A agência afirma que as suas despesas representaram
US$ 71,2 bilhões (R$ 372 bilhões) para a economia dos EUA em 2021 — um aumento
de 10,7% em relação ao ano anterior.
Embora grandes empresas como a SpaceX possam atrair
as manchetes, os gastos da Nasa são bem mais amplos. "Um quarto dos nossos
gastos vai para as pequenas empresas", diz Nelson.
Esse dinheiro pode acelerar o crescimento das
pequenas empresas, especialmente as startups, diz Sinead O'Sullivan, antiga
engenheira da Nasa e agora economista espacial na Harvard Business School.
O governo muitas vezes atua como primeiro cliente
para empresas iniciantes e esses contratos podem permitir o contato com
investidores privados e angariar ainda mais dinheiro, diz ela.
"Muitas vezes falamos sobre capital de risco e
capital privado, no entanto, os governos são até mais importantes", diz
O'Sullivan.
A corrida à Lua tem grande visibilidade. Mas mais
importante do que só isso, ela ajudou a estimular uma explosão em outras
atividades espaciais que poderiam ser muito mais lucrativas.
Em 1957, a Rússia se tornou o primeiro país a
colocar um satélite em órbita enquanto travava a corrida espacial original com
os EUA.
Agora existem pouco mais de 10,5 mil satélites em
órbita da Terra, de acordo com a Agência Espacial Europeia.
Na última década, Chad Andersen, fundador da
empresa de investimentos Space Capital, credita à SpaceX o estímulo à
indústria. "A única razão pela qual falamos hoje sobre o espaço como uma
categoria de investimento é por causa da SpaceX", diz.
"Há pouco mais de 10 anos, antes do primeiro
voo comercial, todo o mercado era realmente dominado pelo governo."
Cerca de metade dos satélites atualmente em órbita
foram lançados nos últimos três anos, segundo a empresa de análise BryceTech.
Isso se deve principalmente a apenas duas empresas,
One Web e Starlink, também de Elon Musk.
"A economia espacial é muito mais ampla do que
apenas foguetes e hardware de satélite. É a espinha dorsal invisível que
alimenta a nossa economia global", explica Anderson.
Com o número crescente de satélites, ele afirma que
cada vez mais empresas vão encontrar novos usos para os dados que esses equipamentos
fornecem, incluindo setores agrícola, de seguros e marítimo.
A RocketLab, com sede na Nova Zelândia, é outra
grande player na economia espacial.
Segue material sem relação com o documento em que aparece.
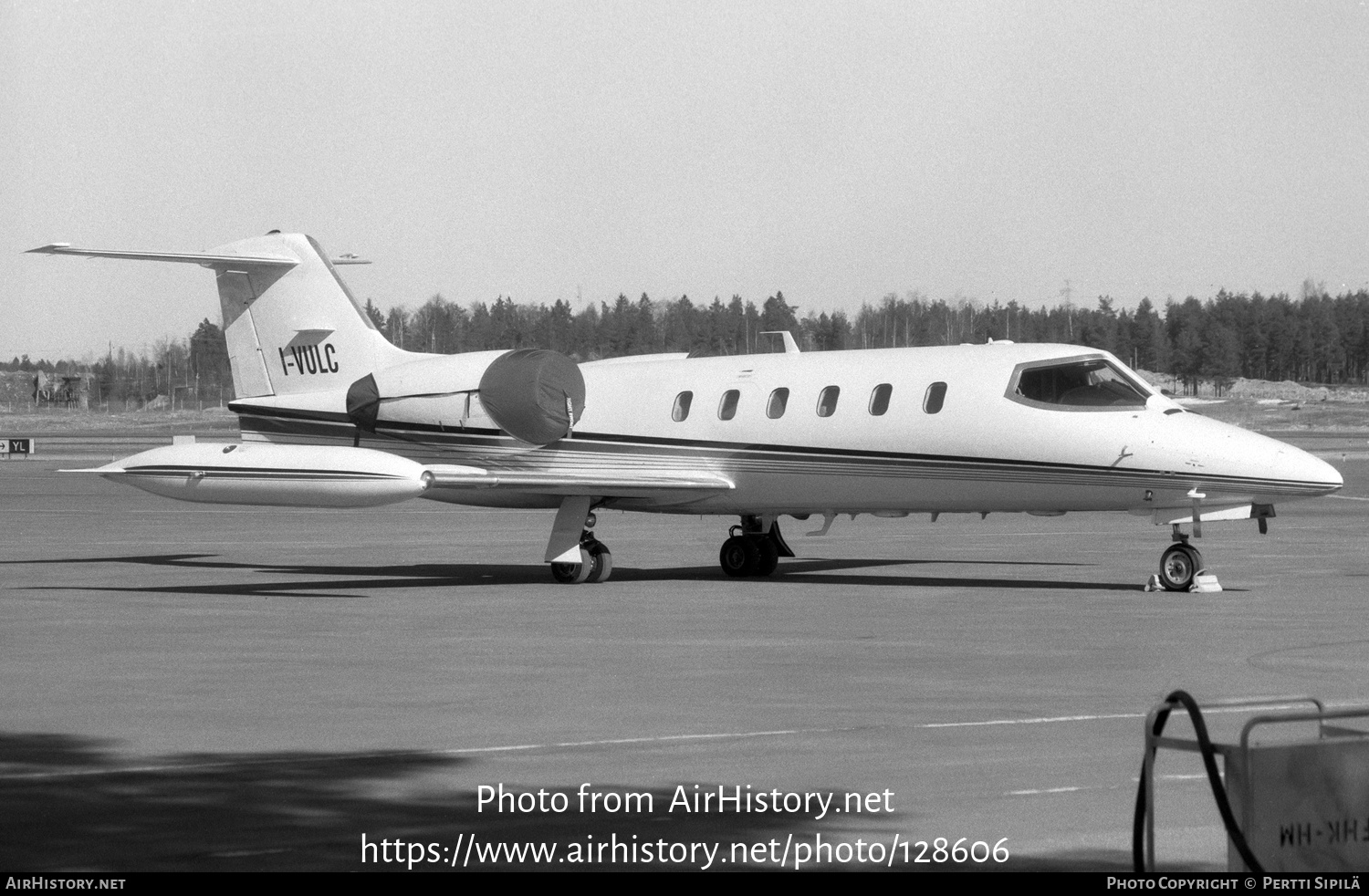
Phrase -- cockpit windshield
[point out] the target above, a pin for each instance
(1090, 383)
Rival da SpaceX, ela já completou 40
lançamentos para clientes, incluindo a Nasa e outras agências governamentais
dos EUA.
Seu fundador, Peter Beck, passou de engenheiro de
máquinas de lavar louças a lançador de foguetes ao espaço. Ele diz que esse
momento da indústria é apenas o começo.
"O lançamento é uma oportunidade de cerca de
US$ 10 bilhões (R$ 49,6 bilhões). Depois, há a infraestrutura, como a
construção de satélites, que é uma oportunidade de cerca de US$ 30 bilhões (R$
49 bilhões). E há as aplicações, que representam uma oportunidade de cerca de
US$ 830 bilhões (cerca de R$ 4 trilhões)", diz.
O banco de investimento norte-americano Morgan
Stanley estimou que a indústria espacial global poderá crescer e valer mais de
U$ 1 trilhão (R$ 5 trilhões) por ano até 2040.
O que poderá acontecer a seguir para as empresas
privadas que viajam pelo espaço?
Beck é cauteloso em relação às oportunidades na
Lua, especialmente na mineração.
"No momento, não é economicamente viável ir à
Lua, fazer mineração e trazer algo de volta à Terra."
Já Bill Nelson, da Nasa, vê possibilidades na
pesquisa médica. Ele aponta para pesquisas sobre o crescimento de cristais
conduzidas na Estação Espacial Internacional em 2019 pela empresa farmacêutica
Merck, que ajudou a desenvolver um tratamento contra o câncer.
Ele também diz que fibra óptica pode ser fabricada
de forma mais eficaz em gravidade zero.
"O que veremos eventualmente é muita atividade
comercial na órbita baixa da Terra”, afirmou.